The problem, said Mr. Kursh, is that "the [online] CD stores are not built for BargainFinder to come in, and its creators have had to reverse engineer a way to do that. This makes it somewhat fragile, and if somebody makes changes in their CD store on the Web, then BargainFinder will probably have problems."
Within days after BargainFinder was launched, some online retailers took steps to make it more difficult for the software to access their databases. Some retailers changed their thinking and agreed to cooperate with Andersen; others, however, continue to resist.
"An important part of what we wanted to learn in the experiment was to find out not only how customers but also how retailers would react to agents," said Bruce Krulwich, BargainFinder's creator.
Mr. Kursh predicts that "sell-side" agent technology may work better than "buy-side" technology, and expects to see electronic shopping services based on eShop software-and that incorporate sell-side agents-in full operation this fall. "Sell-side agents will help you find the best products for you," Mr. Kursh said. "They will give you coupons as you shop, make suggestions and do the same kinds of things that a good [human] salesperson at a store would do."

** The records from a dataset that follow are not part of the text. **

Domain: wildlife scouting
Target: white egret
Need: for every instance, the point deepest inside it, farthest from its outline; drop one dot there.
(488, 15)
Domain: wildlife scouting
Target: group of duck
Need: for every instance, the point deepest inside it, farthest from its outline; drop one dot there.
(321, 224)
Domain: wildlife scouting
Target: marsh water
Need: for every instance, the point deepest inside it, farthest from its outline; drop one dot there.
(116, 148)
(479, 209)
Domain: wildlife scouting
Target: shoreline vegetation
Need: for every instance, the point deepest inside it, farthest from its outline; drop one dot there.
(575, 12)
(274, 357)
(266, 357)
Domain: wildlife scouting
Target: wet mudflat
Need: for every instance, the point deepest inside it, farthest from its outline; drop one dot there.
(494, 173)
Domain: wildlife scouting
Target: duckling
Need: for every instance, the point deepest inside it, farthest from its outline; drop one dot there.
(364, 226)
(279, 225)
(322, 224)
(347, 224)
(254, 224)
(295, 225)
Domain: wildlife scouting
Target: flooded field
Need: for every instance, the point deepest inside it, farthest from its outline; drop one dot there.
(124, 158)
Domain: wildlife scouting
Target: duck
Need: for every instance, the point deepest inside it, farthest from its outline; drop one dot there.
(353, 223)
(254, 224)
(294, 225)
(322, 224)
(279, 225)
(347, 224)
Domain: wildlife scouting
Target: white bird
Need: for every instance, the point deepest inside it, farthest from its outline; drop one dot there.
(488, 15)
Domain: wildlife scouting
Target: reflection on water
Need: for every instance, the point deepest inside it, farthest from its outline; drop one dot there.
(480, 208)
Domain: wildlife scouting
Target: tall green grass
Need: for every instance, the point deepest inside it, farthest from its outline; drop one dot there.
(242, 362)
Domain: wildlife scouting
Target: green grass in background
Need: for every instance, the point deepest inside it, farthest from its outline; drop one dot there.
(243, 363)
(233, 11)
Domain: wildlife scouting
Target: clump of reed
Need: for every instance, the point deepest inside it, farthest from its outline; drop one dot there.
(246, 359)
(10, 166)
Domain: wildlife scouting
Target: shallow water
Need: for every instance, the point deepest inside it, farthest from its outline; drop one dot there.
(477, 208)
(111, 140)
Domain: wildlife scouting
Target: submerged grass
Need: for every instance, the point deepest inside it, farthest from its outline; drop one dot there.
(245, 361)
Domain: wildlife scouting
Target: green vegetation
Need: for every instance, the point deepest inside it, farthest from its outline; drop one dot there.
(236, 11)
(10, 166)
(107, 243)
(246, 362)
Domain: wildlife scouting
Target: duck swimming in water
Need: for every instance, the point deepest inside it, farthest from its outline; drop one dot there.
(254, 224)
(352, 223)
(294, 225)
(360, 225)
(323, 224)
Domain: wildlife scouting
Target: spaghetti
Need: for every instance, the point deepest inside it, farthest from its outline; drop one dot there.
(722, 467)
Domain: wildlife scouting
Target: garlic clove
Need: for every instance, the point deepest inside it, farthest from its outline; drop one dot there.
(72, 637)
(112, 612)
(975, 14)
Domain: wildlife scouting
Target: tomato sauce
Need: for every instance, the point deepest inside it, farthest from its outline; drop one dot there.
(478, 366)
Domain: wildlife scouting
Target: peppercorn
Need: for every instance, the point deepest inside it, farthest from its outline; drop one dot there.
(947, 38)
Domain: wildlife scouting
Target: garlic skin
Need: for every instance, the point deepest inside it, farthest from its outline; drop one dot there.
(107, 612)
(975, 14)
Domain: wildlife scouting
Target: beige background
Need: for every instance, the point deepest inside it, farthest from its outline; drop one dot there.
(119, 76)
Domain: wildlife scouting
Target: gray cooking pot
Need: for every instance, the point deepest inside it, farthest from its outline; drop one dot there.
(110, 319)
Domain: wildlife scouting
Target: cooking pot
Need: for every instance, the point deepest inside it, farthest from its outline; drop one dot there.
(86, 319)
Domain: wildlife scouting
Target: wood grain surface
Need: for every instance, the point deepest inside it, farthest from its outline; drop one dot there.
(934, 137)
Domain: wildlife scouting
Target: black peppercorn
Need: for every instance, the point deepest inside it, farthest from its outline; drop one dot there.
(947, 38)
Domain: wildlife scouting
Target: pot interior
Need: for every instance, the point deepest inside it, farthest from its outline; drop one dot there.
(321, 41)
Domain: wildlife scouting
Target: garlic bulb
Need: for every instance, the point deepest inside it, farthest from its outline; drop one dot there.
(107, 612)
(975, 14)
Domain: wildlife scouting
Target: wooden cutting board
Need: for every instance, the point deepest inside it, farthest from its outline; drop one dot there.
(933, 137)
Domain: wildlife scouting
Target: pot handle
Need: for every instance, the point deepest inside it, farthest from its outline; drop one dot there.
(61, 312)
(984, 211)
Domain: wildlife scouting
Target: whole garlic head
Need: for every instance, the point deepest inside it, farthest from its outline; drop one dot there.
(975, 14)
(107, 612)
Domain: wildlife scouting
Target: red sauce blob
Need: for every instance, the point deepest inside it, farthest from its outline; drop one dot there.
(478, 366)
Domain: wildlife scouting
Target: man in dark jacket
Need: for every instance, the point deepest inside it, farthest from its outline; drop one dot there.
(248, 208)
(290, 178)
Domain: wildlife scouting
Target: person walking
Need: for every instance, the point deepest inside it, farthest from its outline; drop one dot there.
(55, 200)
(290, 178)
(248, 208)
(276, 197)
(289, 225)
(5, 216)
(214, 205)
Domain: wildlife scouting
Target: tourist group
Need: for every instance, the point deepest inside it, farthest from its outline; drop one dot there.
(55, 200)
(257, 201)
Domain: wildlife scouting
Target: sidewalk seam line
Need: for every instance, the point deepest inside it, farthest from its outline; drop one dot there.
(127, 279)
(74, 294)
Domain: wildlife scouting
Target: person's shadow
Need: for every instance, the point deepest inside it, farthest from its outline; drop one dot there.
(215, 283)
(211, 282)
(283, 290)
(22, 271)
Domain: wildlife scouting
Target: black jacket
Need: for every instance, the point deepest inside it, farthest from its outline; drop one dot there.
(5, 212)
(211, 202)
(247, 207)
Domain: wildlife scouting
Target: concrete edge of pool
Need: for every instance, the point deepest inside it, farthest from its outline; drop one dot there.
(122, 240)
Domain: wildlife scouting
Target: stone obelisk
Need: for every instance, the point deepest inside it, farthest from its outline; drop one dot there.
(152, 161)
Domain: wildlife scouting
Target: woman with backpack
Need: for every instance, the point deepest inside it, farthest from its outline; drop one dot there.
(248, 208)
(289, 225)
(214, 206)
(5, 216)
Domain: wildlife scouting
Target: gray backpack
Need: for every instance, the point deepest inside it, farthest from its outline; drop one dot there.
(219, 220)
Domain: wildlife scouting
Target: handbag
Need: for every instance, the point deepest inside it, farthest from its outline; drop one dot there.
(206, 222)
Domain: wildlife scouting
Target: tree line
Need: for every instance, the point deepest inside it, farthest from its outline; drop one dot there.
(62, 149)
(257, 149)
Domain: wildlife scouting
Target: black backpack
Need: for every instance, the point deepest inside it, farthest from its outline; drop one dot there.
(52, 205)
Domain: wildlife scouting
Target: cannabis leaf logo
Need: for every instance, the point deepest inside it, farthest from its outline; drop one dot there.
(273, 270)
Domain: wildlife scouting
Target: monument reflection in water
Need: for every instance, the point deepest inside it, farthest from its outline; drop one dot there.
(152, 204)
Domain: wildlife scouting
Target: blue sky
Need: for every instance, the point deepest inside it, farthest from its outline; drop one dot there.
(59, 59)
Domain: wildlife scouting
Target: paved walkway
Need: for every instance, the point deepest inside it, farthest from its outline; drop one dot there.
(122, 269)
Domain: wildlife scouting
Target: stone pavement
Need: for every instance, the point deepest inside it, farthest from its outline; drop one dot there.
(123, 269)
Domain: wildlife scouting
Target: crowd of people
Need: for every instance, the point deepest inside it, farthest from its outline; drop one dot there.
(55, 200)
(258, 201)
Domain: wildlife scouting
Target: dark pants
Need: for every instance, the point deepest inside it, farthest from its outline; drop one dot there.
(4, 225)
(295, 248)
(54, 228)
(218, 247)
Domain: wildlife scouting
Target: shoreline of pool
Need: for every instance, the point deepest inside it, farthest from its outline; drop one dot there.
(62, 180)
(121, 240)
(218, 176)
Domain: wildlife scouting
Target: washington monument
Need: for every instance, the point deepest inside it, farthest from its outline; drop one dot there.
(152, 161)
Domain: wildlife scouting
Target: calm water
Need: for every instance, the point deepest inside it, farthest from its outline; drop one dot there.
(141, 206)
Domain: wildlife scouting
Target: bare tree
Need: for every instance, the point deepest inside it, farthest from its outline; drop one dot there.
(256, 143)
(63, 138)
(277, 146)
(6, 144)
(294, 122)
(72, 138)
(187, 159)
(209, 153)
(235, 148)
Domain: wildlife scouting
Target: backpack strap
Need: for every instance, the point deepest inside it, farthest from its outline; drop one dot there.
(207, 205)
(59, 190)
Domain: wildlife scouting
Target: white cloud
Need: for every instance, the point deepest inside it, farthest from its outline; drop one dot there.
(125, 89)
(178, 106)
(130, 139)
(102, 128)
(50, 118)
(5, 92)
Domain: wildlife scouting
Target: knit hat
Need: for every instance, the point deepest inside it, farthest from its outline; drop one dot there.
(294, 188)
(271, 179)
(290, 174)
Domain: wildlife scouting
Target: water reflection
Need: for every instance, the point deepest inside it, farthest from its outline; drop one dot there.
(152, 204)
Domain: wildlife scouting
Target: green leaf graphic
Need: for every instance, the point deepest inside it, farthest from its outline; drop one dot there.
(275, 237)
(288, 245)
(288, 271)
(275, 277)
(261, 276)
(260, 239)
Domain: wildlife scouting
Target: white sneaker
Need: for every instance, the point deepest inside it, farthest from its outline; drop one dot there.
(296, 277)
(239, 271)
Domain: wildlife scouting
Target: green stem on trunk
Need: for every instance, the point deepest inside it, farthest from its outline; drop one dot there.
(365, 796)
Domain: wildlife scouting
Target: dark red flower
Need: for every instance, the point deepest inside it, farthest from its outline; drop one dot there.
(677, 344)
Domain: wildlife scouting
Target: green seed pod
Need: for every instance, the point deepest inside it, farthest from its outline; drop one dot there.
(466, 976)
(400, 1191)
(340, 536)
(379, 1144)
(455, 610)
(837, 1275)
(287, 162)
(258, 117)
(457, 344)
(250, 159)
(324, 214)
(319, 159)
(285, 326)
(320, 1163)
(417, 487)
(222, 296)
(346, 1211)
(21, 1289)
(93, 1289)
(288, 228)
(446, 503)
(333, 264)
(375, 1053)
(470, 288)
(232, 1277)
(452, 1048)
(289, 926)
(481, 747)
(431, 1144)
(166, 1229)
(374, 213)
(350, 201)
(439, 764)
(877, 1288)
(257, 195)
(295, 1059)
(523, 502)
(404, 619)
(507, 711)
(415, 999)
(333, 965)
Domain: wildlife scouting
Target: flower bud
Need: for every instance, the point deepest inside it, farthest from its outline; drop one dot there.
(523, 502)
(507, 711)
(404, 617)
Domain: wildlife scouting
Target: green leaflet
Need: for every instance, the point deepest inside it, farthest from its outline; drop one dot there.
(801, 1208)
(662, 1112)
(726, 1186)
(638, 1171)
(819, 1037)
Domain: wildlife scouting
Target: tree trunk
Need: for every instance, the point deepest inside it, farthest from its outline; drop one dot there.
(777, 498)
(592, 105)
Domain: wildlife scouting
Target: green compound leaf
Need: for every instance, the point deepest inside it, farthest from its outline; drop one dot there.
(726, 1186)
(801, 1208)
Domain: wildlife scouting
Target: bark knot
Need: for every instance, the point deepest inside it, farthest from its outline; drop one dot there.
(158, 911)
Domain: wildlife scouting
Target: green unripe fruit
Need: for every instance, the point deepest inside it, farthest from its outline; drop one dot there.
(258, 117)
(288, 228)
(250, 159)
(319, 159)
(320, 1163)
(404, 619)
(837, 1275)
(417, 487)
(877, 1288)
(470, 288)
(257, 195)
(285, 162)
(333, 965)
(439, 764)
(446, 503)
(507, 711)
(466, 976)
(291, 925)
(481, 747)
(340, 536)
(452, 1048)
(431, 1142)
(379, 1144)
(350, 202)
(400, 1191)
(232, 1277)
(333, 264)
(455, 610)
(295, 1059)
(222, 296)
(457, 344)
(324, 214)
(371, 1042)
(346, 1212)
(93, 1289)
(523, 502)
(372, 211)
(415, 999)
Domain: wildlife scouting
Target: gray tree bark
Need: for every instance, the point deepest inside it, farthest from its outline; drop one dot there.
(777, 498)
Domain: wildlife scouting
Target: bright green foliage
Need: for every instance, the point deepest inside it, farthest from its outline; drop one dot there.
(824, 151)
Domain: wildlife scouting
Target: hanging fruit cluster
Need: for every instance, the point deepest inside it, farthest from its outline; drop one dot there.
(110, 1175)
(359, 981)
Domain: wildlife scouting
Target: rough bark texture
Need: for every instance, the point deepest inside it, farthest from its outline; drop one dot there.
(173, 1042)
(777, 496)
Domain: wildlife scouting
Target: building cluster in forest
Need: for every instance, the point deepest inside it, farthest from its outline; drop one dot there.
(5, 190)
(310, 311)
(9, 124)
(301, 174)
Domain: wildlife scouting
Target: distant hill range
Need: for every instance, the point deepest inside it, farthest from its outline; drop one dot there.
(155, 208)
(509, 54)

His company is field-testing electronic shopping services with such retailers as Tower Records, The Good Guys, 800-FLOWERS and Spiegel.
Perhaps most intriguing is the potential impact of applying the technology to the grocery industry, a notion that raises the prospect of a fundamental restructuring of that part of the retail sector.
"Walking a grocery store like you were picking merchandise in a warehouse is a waste of people's time, and it forces retailers to maintain a lot of space," said Mr. Johnson of Andersen Consulting. Smart agents combined with online ordering are poised to reshape this approach.
Smart agents also can be seen as part of a more general phenomenon.
According to the Yankee Group's Mr. May, "This is part of a very large trend to cut out middlemen and to more closely link consumers directly with suppliers. The intense global competition is pushing us inexorably toward efforts to reduce inventory stocks in a broad range of products and drive out unnecessary cost."